Once a logarithmic equation is expressed in exponential form, the next step typically involves solving an algebraic fraction. One effective method for handling fractions of this nature is cross multiplication.
Cross multiplication allows you to eliminate the denominators by multiplying across the equal sign, essentially cross-multiplying the terms:

• For \( \frac{A}{B} = C \), cross multiply to obtain \( A = B \, C \)

For the exercise, cross multiplication turns \( \frac{2x-1}{x-3} = 10 \) into:

• \( 2x - 1 = 10(x - 3) \)

This equation can then be simplified through basic algebraic operations, namely expansion, combination of like terms, and division to isolate and find \( x \). Cross multiplication thus serves as a bridge from a complex fraction to a manageable linear equation.

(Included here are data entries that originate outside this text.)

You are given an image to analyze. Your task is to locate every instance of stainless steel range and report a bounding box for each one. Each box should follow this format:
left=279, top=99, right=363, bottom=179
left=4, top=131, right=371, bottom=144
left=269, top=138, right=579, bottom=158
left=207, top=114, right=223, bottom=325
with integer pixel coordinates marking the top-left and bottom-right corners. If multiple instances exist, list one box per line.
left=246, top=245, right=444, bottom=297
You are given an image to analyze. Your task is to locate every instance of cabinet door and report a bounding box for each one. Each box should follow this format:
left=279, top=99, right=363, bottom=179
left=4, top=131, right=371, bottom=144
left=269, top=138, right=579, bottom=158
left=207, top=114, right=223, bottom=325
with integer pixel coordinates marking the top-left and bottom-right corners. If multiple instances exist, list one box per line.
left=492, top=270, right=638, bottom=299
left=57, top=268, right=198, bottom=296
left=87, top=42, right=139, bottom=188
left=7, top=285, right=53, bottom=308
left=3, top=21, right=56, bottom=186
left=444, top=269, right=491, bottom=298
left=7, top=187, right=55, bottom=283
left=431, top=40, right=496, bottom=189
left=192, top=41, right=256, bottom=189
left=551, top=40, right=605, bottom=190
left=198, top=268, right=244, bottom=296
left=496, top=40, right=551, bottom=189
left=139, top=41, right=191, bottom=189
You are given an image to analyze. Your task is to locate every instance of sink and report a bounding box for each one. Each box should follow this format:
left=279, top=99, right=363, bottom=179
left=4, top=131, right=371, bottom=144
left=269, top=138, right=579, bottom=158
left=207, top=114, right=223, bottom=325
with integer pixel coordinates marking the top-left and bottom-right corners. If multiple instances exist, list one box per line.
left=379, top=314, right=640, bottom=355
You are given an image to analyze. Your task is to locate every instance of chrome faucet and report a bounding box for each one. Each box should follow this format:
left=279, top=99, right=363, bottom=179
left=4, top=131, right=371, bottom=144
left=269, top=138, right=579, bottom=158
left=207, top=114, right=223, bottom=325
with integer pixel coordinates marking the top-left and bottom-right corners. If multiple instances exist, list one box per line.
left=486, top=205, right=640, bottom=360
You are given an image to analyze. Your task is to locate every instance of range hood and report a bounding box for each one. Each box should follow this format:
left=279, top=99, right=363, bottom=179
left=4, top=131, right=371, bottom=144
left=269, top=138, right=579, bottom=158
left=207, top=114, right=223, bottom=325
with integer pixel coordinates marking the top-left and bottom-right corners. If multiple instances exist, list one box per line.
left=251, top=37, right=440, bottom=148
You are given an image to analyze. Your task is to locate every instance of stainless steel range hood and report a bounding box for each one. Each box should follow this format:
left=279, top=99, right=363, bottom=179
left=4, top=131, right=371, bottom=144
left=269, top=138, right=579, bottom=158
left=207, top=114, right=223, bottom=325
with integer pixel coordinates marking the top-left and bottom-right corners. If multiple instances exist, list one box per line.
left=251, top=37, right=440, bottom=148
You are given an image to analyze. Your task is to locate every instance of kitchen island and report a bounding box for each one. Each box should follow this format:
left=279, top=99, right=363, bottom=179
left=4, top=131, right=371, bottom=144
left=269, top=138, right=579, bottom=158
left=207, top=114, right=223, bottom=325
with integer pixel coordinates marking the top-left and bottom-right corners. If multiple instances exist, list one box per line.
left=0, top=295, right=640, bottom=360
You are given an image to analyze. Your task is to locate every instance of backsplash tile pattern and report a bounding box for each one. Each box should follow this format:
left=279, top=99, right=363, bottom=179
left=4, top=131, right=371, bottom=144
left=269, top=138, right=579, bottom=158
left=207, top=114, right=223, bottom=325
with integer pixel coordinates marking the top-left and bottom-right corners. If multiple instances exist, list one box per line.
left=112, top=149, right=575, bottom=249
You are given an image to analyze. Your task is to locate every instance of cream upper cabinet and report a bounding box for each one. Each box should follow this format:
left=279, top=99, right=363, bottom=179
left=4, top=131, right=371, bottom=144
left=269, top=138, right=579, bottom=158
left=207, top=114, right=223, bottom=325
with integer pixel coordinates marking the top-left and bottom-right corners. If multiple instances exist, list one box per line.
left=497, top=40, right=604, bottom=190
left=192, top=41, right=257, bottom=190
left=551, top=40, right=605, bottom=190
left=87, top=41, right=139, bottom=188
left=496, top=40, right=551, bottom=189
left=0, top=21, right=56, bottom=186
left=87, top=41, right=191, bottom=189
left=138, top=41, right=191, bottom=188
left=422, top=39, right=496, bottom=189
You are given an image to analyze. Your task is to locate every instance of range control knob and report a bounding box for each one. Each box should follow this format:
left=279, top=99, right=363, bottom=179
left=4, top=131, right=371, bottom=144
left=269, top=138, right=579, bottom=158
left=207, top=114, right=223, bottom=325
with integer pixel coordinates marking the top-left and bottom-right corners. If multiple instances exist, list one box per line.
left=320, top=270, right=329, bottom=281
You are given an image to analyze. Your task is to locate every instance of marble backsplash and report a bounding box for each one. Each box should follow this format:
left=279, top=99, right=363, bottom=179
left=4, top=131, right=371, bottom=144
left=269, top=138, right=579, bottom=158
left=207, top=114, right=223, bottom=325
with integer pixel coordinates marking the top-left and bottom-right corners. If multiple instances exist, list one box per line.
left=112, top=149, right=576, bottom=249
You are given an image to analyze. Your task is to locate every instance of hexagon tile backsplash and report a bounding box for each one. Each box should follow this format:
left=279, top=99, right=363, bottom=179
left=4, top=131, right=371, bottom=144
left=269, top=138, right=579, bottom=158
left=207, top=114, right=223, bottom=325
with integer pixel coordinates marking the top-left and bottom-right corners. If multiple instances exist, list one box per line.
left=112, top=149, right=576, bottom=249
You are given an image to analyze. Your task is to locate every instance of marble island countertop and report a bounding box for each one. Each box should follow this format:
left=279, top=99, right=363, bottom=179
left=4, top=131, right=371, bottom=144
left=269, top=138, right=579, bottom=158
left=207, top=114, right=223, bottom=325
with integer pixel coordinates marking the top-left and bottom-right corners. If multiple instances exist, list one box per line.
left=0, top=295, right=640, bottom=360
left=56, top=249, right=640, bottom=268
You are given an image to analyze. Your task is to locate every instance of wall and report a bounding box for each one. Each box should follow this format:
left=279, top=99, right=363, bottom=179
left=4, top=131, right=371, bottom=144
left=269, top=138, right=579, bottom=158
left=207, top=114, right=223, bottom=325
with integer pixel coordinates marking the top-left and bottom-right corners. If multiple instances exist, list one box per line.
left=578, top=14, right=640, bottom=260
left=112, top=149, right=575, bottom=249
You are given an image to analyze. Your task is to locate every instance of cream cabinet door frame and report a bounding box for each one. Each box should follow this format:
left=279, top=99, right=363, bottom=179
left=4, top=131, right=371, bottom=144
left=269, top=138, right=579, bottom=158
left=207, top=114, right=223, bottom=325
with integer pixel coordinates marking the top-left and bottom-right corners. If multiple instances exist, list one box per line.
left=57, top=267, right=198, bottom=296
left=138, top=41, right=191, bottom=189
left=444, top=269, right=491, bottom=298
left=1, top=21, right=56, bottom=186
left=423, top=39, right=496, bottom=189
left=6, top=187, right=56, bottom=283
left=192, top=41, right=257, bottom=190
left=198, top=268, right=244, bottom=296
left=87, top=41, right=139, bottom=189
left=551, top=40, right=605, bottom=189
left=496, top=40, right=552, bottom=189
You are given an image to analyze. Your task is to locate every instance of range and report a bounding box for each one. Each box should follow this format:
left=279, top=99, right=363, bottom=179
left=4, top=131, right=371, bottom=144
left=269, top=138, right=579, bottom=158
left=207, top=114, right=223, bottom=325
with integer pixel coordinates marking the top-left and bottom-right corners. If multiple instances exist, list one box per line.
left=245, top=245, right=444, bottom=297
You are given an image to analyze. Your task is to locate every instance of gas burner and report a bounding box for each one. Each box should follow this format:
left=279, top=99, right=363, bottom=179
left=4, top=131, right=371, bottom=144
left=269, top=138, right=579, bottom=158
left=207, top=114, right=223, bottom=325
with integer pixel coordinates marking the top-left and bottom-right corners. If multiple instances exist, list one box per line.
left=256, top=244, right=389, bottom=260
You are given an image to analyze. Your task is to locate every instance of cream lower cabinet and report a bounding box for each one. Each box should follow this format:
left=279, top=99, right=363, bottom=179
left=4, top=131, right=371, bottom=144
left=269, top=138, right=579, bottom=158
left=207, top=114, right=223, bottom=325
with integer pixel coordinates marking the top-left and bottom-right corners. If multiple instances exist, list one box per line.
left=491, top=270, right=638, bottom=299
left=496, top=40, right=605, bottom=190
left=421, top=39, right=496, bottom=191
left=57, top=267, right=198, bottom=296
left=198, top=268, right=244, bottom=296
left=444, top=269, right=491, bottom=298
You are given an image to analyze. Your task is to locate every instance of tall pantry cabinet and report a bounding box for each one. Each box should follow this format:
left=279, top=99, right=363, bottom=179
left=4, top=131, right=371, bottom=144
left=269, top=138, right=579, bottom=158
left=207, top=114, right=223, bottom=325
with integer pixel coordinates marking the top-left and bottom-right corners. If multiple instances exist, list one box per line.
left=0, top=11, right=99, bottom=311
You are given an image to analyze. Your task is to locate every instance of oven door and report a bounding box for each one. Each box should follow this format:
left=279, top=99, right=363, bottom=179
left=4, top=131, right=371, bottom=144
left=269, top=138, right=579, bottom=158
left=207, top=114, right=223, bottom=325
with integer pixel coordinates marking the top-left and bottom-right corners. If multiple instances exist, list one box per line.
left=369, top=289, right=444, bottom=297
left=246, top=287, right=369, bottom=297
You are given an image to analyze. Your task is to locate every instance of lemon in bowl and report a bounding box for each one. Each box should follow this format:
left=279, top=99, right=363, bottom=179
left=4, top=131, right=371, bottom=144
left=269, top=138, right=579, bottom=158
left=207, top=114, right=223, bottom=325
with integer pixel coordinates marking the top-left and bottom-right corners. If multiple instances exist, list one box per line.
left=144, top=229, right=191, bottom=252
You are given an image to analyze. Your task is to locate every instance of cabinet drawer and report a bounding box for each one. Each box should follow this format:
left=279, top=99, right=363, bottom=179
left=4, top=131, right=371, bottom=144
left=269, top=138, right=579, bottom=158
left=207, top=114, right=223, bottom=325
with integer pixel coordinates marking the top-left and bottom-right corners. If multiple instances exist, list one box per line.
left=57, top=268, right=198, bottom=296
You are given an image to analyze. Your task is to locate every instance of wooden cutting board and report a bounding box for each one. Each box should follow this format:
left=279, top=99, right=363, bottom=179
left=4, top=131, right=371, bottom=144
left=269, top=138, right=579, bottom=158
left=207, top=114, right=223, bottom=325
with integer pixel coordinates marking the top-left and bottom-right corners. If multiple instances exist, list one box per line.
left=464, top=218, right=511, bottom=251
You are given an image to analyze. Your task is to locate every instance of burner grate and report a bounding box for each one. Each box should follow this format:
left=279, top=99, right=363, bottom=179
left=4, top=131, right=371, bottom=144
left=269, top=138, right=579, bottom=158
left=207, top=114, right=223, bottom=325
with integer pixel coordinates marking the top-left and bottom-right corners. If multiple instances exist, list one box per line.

After solving the equation to find the value of \( x \), it's crucial to verify that the solution is correct. Solution verification ensures that the obtained solution satisfies the original equation and that no mistakes were made during the manipulation.
This is done by substituting the found \( x \) back into the original logarithmic expression:

• Initial verification involves ensuring that each term inside the logarithms results in a positive value, as logarithms of negative numbers are undefined.
• If the original equation includes \( \log (b) - \log (c) \), substitute \( b \) and \( c \) with their respective expressions using the solved \( x \).

For the example in focus, substitute \( x = \frac{29}{8} \) back, compute the values inside the logs, and simplify. Successfully ending up with the original constant (1, in this case) reaffirms that the solution is correct. This step not only confirms the process but also reinforces the correctness of applied concepts and arithmetic.